You are viewing a plain text version of this content. The canonical link for it is here.
Posted to commits@arrow.apache.org by jo...@apache.org on 2023/07/04 18:13:04 UTC
[arrow] branch main updated: GH-29705: [Python] Clean-up no-longer-used pandas dataframe serialization helpers (#36413)

This is an automated email from the ASF dual-hosted git repository.

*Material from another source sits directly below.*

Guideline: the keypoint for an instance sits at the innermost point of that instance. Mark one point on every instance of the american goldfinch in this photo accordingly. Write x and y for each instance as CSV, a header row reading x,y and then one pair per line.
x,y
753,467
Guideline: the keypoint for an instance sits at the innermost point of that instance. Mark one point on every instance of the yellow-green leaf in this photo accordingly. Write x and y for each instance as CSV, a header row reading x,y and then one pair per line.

jorisvandenbossche pushed a commit to branch main
in repository https://gitbox.apache.org/repos/asf/arrow.git


The following commit(s) were added to refs/heads/main by this push:
     new 87ea379148 GH-29705: [Python] Clean-up no-longer-used pandas dataframe serialization helpers (#36413)
87ea379148 is described below

commit 87ea379148ea6321ebb1b565f00b27c597167082
Author: Joris Van den Bossche <jo...@gmail.com>
AuthorDate: Tue Jul 4 20:12:56 2023 +0200

    GH-29705: [Python] Clean-up no-longer-used pandas dataframe serialization helpers (#36413)
    
    Small follow-up on https://github.com/apache/arrow/pull/34926, which removed the `pyarrow.serialization` functionality, making those functions obsolete.
    
    * Closes: #29705
    
    Authored-by: Joris Van den Bossche <jo...@gmail.com>
    Signed-off-by: Joris Van den Bossche <jo...@gmail.com>
---
 python/pyarrow/pandas_compat.py | 53 +----------------------------------------
 1 file changed, 1 insertion(+), 52 deletions(-)

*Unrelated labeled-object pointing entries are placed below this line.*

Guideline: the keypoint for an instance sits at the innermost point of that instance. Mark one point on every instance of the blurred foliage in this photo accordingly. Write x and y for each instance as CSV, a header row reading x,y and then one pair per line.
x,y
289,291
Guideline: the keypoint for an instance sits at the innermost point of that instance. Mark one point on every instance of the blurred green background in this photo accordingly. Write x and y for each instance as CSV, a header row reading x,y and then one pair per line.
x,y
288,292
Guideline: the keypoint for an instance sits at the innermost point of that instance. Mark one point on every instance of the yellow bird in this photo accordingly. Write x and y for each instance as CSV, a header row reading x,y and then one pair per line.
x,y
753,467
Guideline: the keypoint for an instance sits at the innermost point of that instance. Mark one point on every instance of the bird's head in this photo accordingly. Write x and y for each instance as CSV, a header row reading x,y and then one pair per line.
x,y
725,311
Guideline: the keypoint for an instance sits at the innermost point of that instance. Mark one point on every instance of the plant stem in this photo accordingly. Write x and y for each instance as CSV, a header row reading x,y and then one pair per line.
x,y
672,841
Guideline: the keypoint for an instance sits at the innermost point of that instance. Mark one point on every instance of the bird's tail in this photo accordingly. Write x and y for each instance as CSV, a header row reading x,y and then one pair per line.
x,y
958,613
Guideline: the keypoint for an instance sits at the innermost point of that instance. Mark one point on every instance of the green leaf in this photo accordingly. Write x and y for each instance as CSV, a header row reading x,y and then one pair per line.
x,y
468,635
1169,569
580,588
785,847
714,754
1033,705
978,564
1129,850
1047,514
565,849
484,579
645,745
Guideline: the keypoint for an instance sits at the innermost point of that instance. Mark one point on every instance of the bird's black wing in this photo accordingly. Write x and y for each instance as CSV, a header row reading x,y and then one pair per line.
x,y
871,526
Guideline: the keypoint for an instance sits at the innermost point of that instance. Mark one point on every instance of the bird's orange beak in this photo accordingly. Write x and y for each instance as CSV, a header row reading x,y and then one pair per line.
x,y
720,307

diff --git a/python/pyarrow/pandas_compat.py b/python/pyarrow/pandas_compat.py
index 6b9514ea6b..5369677e87 100644
--- a/python/pyarrow/pandas_compat.py
+++ b/python/pyarrow/pandas_compat.py
@@ -673,54 +673,7 @@ def get_datetimetz_type(values, dtype, type_):
     return values, type_
 
 # ----------------------------------------------------------------------
-# Converting pandas.DataFrame to a dict containing only NumPy arrays or other
-# objects friendly to pyarrow.serialize
-
-
-def dataframe_to_serialized_dict(frame):
-    block_manager = frame._data
-
-    blocks = []
-    axes = [ax for ax in block_manager.axes]
-
-    for block in block_manager.blocks:
-        values = block.values
-        block_data = {}
-
-        if _pandas_api.is_datetimetz(values.dtype):
-            block_data['timezone'] = pa.lib.tzinfo_to_string(values.tz)
-            if hasattr(values, 'values'):
-                values = values.values
-        elif _pandas_api.is_categorical(values):
-            block_data.update(dictionary=values.categories,
-                              ordered=values.ordered)
-            values = values.codes
-        block_data.update(
-            placement=block.mgr_locs.as_array,
-            block=values
-        )
-
-        # If we are dealing with an object array, pickle it instead.
-        if values.dtype == np.dtype(object):
-            block_data['object'] = None
-            block_data['block'] = builtin_pickle.dumps(
-                values, protocol=builtin_pickle.HIGHEST_PROTOCOL)
-
-        blocks.append(block_data)
-
-    return {
-        'blocks': blocks,
-        'axes': axes
-    }
-
-
-def serialized_dict_to_dataframe(data):
-    import pandas.core.internals as _int
-    reconstructed_blocks = [_reconstruct_block(block)
-                            for block in data['blocks']]
-
-    block_mgr = _int.BlockManager(reconstructed_blocks, data['axes'])
-    return _pandas_api.data_frame(block_mgr)
+# Converting pyarrow.Table efficiently to pandas.DataFrame
 
 
 def _reconstruct_block(item, columns=None, extension_columns=None):
@@ -790,10 +743,6 @@ def make_datetimetz(tz):
     return _pandas_api.datetimetz_type('ns', tz=tz)
 
 
-# ----------------------------------------------------------------------
-# Converting pyarrow.Table efficiently to pandas.DataFrame
-
-
 def table_to_blockmanager(options, table, categories=None,
                           ignore_metadata=False, types_mapper=None):
     from pandas.core.internals import BlockManager